If the pressure had been set at -100cmH2O, the “built-up suction back-pressure” may be in the range of -250-300cmH2O.

Therefore, it was important to break the suction circuit before apply suction to the patient.

That article suggested / demonstrated that excessively negative pressures might collapse a lung.

In this case, the demo shows that a 2L coke bottle can be flattened in approximately 15seconds of normal continuous suctioning.

Most people I see suctioning are quick to suction the trachea but leave continuous suctioning on (~15 seconds) while they clear the line with NSS  (normal saline solution).


Situation : Patient sounds junky.

Background : Patient has been in the hospital for 2days post-op.  HD=2  POD=2

Assessment : Patient suctioned but “did not get anything.”

Recommendation : Start mucomyst.


Be wary of frivolous suctioning.


The dynamic renal system – the “poor man’s Swan”


In a nutshell : urine is formed in proportion to the cardiac output exerted on the nephron.

If the clinician is improving cardiac output, the urine output should improve.

Ex :

give Epinephrine  >> cardiac output increases >> urine output increases !

give 500cc NSS in a dehydrated patient >> cardiac output increases >> urine output increases !

apply Alveolar Recruitment Techniques (ART)  >> cardiac output increases >> urine output increases !

decrease PEEP (in a stellar pulmonary status patient)  >>  cardiac output increases >> urine output increases !


The “long winded story” :

The renal system in all of its dynamic glory is a beautiful passive organ system.

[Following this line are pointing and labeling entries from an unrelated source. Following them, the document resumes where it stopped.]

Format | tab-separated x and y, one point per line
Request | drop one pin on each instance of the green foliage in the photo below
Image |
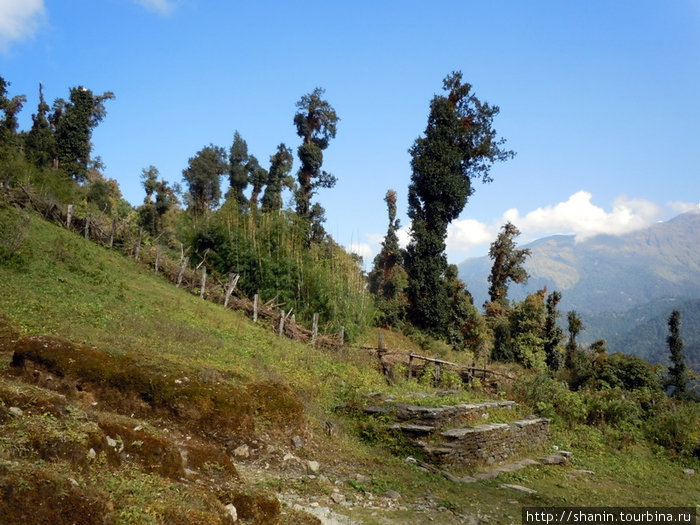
459	145
268	251
507	263
238	172
278	177
203	177
316	122
678	371
74	122
387	281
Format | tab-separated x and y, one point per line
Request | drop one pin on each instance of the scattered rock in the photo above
232	512
313	467
242	452
554	459
391	494
337	498
519	488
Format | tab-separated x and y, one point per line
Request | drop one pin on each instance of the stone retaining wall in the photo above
491	443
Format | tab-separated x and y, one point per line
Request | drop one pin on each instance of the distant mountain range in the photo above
606	273
623	286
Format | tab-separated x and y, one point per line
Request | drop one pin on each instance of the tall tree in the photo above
278	178
316	122
203	177
10	108
459	146
40	145
74	124
387	280
507	264
678	371
238	169
258	178
553	335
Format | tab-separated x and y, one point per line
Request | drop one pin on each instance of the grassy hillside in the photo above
132	401
607	273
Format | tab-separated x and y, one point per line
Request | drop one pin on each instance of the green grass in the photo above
53	282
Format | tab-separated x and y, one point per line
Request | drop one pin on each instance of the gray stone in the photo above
313	467
519	488
242	452
337	498
391	494
232	512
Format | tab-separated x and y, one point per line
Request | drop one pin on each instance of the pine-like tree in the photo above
553	335
507	264
678	371
387	280
203	177
459	146
278	178
74	122
238	170
40	145
316	122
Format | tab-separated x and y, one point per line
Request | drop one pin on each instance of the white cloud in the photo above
464	235
683	207
579	216
19	19
163	7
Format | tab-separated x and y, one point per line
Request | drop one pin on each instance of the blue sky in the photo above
600	99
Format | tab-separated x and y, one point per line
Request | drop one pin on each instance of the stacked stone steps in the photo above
448	435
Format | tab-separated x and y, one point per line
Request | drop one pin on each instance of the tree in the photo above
315	121
507	264
553	335
574	327
258	178
203	177
387	280
40	145
238	169
74	122
459	146
278	178
678	371
10	107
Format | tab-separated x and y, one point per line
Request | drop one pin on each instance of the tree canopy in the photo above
459	146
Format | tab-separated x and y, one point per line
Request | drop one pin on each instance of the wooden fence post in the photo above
204	282
182	271
233	280
157	259
281	329
314	329
112	233
437	372
137	252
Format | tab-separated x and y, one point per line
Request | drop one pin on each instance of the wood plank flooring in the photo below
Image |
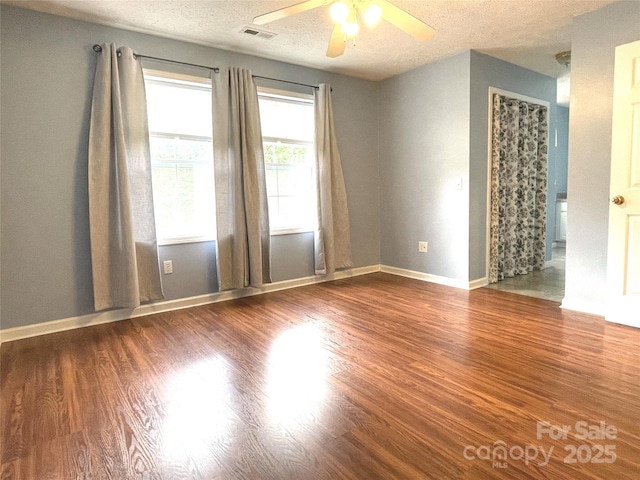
375	377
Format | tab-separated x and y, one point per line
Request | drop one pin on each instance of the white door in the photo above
623	261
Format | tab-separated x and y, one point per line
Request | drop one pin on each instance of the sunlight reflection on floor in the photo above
200	410
297	375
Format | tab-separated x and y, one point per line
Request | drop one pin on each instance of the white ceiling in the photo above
525	32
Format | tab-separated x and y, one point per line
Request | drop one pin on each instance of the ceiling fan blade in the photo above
337	43
288	11
404	21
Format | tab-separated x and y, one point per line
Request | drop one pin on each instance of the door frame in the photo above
491	92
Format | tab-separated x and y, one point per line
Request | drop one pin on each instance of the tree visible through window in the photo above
287	131
179	112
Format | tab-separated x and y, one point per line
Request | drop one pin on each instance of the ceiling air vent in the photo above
254	32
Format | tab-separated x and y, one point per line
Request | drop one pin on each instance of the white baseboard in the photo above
427	277
478	283
584	306
17	333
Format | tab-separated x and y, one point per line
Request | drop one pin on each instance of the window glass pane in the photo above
287	129
183	189
181	159
178	109
286	119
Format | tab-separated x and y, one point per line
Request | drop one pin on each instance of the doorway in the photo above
519	257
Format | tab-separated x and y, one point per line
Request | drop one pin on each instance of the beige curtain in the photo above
332	242
124	251
243	243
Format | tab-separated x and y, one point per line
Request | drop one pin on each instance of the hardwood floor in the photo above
375	377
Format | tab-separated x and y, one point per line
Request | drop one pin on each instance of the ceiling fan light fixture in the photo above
372	14
339	12
350	26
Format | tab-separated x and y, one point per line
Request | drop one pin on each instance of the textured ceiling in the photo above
525	32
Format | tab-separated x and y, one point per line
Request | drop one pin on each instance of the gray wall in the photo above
424	150
562	165
594	38
488	72
434	130
47	69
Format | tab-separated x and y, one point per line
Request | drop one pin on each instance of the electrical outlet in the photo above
168	266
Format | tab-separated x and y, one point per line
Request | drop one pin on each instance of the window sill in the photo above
181	240
291	231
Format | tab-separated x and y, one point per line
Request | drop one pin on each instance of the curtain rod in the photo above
98	48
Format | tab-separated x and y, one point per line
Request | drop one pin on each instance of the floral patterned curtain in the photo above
518	188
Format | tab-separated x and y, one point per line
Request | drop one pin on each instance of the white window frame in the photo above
293	97
187	81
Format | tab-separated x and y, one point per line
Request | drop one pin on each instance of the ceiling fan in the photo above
345	15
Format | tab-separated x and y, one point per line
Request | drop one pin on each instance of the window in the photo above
179	112
287	122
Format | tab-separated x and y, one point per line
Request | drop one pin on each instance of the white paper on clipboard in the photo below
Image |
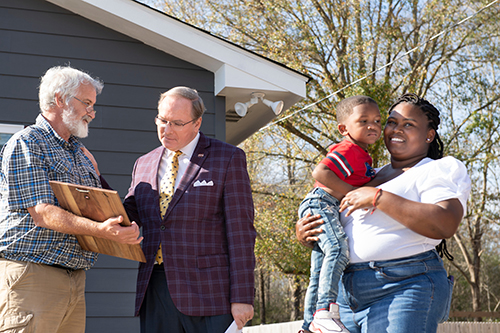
233	328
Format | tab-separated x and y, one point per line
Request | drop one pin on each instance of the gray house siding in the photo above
36	35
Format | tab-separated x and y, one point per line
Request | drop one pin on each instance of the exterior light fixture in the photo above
242	108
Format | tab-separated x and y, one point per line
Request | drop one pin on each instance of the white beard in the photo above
77	127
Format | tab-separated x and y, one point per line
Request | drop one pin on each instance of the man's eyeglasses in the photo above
175	124
88	107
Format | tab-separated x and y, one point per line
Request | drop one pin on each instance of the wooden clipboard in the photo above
97	204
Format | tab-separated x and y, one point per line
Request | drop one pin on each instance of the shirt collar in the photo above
188	150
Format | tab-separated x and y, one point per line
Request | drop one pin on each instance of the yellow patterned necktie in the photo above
167	186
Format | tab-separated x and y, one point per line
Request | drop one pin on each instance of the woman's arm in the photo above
437	221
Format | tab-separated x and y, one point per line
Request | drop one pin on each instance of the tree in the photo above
341	45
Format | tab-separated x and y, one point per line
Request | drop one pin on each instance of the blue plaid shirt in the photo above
28	161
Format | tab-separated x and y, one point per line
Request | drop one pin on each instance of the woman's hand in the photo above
306	229
360	198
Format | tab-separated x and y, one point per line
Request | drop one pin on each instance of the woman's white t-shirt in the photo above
379	237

The dynamic renal system is referred to as the “poor man’s Swan”.

It’s state of flux demonstrates the strength of the cardiodynamic system.

When cardiac output is strong, urine is formed quickly and flows to the urimeter quickly.

When cardiac output is weak, urine is formed slowly and flows to the urimeter slowly.

For doctors / hospitals / states / countries that cannot afford the luxury of a Swan-Ganz catheter, the urine collection system is thus referred to as the “poor mans Swan”.

As long as there is integrity in the system from the nephron (beginning)  to the end (the urimeter), it is a great way to tell of the cardiodynamic status.

This attached movie clip (p1090771 – activate the “replay” feature on your PC’s movie player app) will allow you to envision the urine formation.

The process :   cardiodynamics will bring blood from  :    LV  >> LVOT >> Ao  >> descend Ao >> renal artery >> nephron  >> renal collecting tubules >> bladder >> urimeter.

In this movie clip, the patient had excellent cardiodyanmics and was given Lasix (forced diuresis) so the patient was literally “pouring out” urine.

Traumatic brain injury (TBI) / nueuro-injury may result in sequelae to include SIADH (syndrome of inappropriate anti-diuretic hormone) which allows urine to “pour out” as well.

The beauty of this movie clip is to envision for “x” amount of heart beats, a drop of urine is formed.  When you see urine forming at the rate you see in this movie clip, one has to stand in awe of a passive physiologic process.